Solution: If you do not want the other applications to use AbiWord fonts, you have to make AbiWord use the fonts that are already available on your system; AbiWord can handle  Type1 and TrueType fonts. Here come the step-by-step instructions:


(1) Change to the AW font directory, usually /usr/share/AbiSuite/fonts or /usr/local/AbiSuite/fonts.


(2) Open the file fonts.dir in your favorite text editor.


(3) Identify the offending font(s). Say, for instance, that you have the nice MS Arial font installed, but AbiWord is causing your applications to use some other Arial you think is much uglier. In that case locate the line following lines:


n019003l.pfa    -AbiSource-Arial-regular-r-normal--0-0-0-0-p-0-iso8859-1

n019004l.pfa    -AbiSource-Arial-bold-r-normal--0-0-0-0-p-0-iso8859-1

n019023l.pfa    -AbiSource-Arial-regular-i-normal--0-0-0-0-p-0-iso8859-1

n019024l.pfa    -AbiSource-Arial-bold-i-normal--0-0-0-0-p-0-iso8859-1


and change them to whatever is appropriate for your font (since you have the font installed somewhere, there is also a fonts.dir file in that directory with all the information you need); in the Arial case should be something like:


arial.ttf      -monotype-Arial-medium-r-normal--0-0-0-0-p-0-iso8859-1

arialb.ttf    -monotype-Arial-bold-r-normal--0-0-0-0-p-0-iso8859-1

ariali.ttf     -monotype-Arial-medium-i-normal--0-0-0-0-p-0-iso8859-1

arialbi.ttf   -monotype-Arial-bold-i-normal--0-0-0-0-p-0-iso8859-1


(Rather than copying this, you should find the fonts.dir file on your system in which the font is listed and copy its contents.)

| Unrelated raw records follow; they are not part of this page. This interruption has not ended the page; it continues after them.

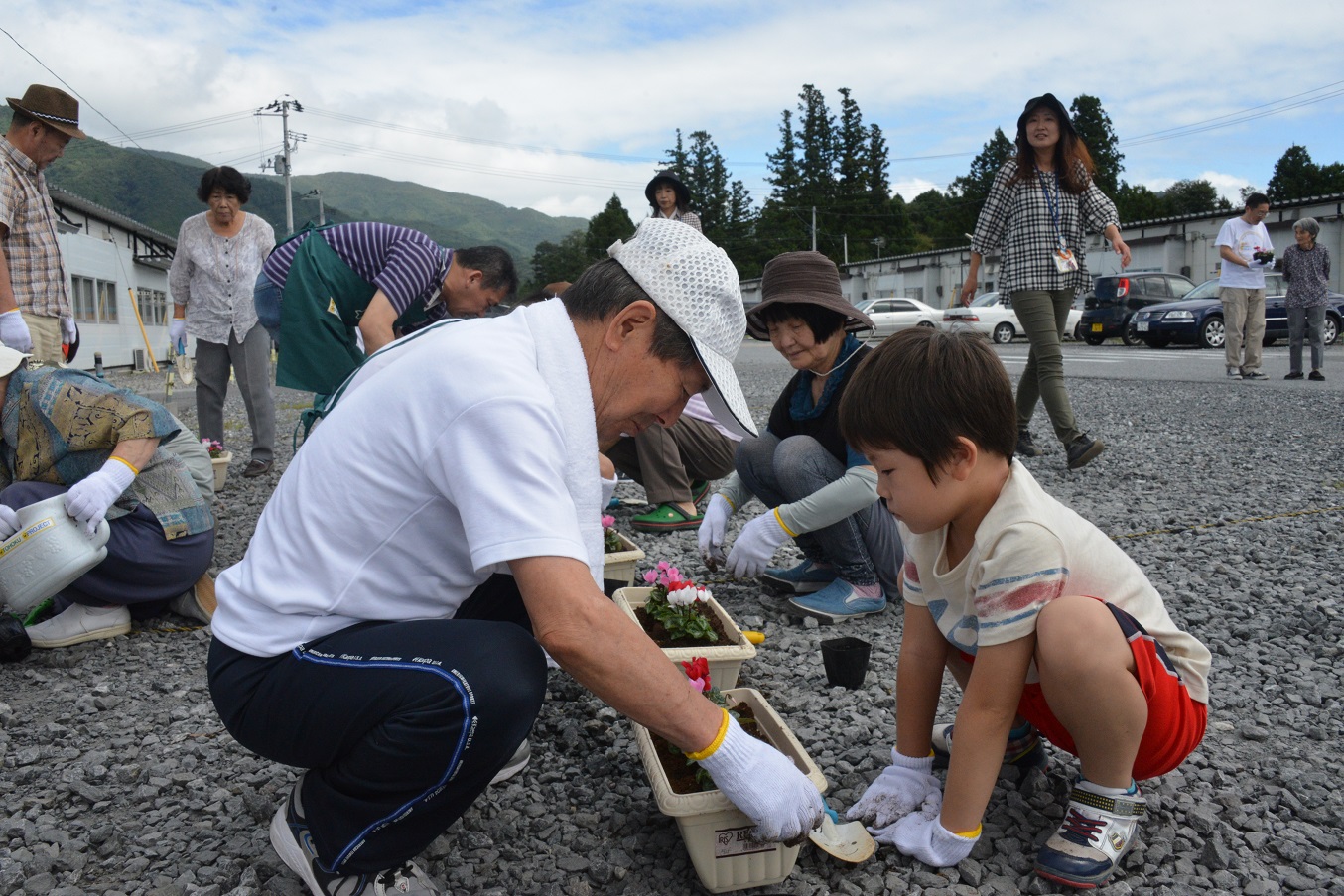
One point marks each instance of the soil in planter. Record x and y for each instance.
(660, 637)
(680, 770)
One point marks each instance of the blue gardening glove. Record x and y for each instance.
(14, 332)
(765, 785)
(8, 521)
(89, 498)
(925, 838)
(902, 788)
(755, 547)
(178, 330)
(713, 528)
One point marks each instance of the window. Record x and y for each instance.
(154, 307)
(106, 301)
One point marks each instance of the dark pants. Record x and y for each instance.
(402, 724)
(143, 569)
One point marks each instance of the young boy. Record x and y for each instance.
(1044, 623)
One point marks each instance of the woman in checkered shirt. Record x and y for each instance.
(1035, 217)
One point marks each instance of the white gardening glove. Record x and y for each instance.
(900, 789)
(8, 521)
(14, 332)
(178, 330)
(607, 490)
(713, 528)
(765, 785)
(755, 547)
(89, 498)
(925, 838)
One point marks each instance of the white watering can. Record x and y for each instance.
(48, 553)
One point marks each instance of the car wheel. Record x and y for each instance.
(1128, 334)
(1212, 333)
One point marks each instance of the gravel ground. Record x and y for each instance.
(117, 777)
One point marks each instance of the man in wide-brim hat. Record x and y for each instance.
(35, 315)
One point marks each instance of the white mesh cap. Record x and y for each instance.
(692, 280)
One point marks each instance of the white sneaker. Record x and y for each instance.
(516, 763)
(79, 623)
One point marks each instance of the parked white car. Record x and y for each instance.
(891, 315)
(998, 320)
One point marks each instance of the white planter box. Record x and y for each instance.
(618, 566)
(220, 465)
(725, 661)
(716, 831)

(4) Create symbolic links called arial.ttf, arialb.ttf, etc., in the AbiWord fonts directory, pointing to where you have the actual font files. If the font in question is a Type1 (pfa/pfb) font, you also have to create a symbolic link to the font's afm file, which should be located in the same directory as the font itself; if the font in question is a TrueType font, as in the example above, you have to follow the instructions in the first section of this document and run the ttfadmin.sh script.


(5) You can do this for all the fonts in the AbiWord fonts.dir file, although replacing the symbol fonts might create problems with the bulleted lists in AbiWord. Also, note that if AbiWord cannot find a font requested by a document, it will try to use Times New Roman instead, and if it cannot find it either, it will take the first font it finds. So, if you get rid off the Times New Roman entry, make sure that the very first font listed in the fonts.dir file is some sensible font (e.g., not a symbol font).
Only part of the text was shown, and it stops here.